Three Tennessee teenagers have filed a class-action lawsuit against Elon Musk’s AI company xAI, alleging the company’s model powered an app used to create nonconsensual nude and sexually explicit images and videos of them when they were girls.
The complaint describes the victims’ images as disturbingly lifelike and says the AI-generated depictions were not labeled as synthetic. It quotes the complaint saying the AI-created child ‘can be manipulated into any pose, however sick, however fetishized, however unlawful,’ and that the plaintiffs’ identifying features have been attached to videos that appear to show child sexual abuse.

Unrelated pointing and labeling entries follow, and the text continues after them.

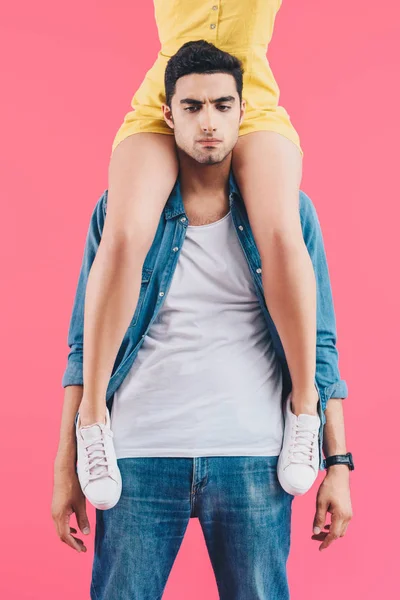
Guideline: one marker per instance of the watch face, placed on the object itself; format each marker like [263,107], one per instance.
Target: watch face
[349,454]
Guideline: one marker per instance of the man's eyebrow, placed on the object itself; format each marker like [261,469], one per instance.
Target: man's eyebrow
[216,101]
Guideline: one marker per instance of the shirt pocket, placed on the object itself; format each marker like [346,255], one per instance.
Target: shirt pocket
[144,286]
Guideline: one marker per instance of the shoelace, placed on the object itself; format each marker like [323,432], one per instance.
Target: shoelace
[97,462]
[303,445]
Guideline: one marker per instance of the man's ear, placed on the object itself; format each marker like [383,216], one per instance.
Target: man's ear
[242,111]
[167,114]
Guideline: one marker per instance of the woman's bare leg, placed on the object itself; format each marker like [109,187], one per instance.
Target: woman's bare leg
[136,198]
[268,169]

According to the lawsuit, the person who produced the images did not use xAI’s Grok chatbot or Musk’s social platform X but relied on an unnamed app that used xAI’s algorithm, the plaintiffs say, citing law enforcement. The suit accuses xAI of licensing its technology to third-party app developers, often outside the United States, in a way that the plaintiffs say lets the company ‘outsource the liability’ for a dangerous tool.
This is the first known case in which underage people depicted in allegedly AI-generated child sexual abuse material have sued xAI. The company’s image-generation tools have been tied to millions of sexualized images over the past year, and earlier this year influencer Ashley St. Clair, who has a child with Musk, sued xAI over AI-produced images on X that allegedly depicted her nude as a teenager.
The complaint says one defendant used photos the plaintiff had sent privately, plus images from a yearbook and social media, to generate sexualized pictures and a video that showed a plaintiff removing clothing until she was nude. Prosecutors say the same person created sexually explicit material of 18 other people and traded those images online; he was arrested, the suit notes.
Plaintiffs’ attorney Vanessa Baehr-Jones said the teenagers, named as Jane Does 1, 2 and 3, want to change how AI companies weigh business choices around sexually explicit content: ‘We want to make it one [a business decision] that does not make any business sense anymore,’ she said. The plaintiffs are seeking damages for emotional distress and other harms caused by the images.
Apps that ‘nudify’ photos have existed for years, but last year major AI firms including Google, OpenAI and xAI updated image-generation tools that can strip clothing down to bikinis. Google and OpenAI have adopted digital watermarks to disclose AI origin; xAI has not. xAI did not respond to a request for comment on the lawsuit.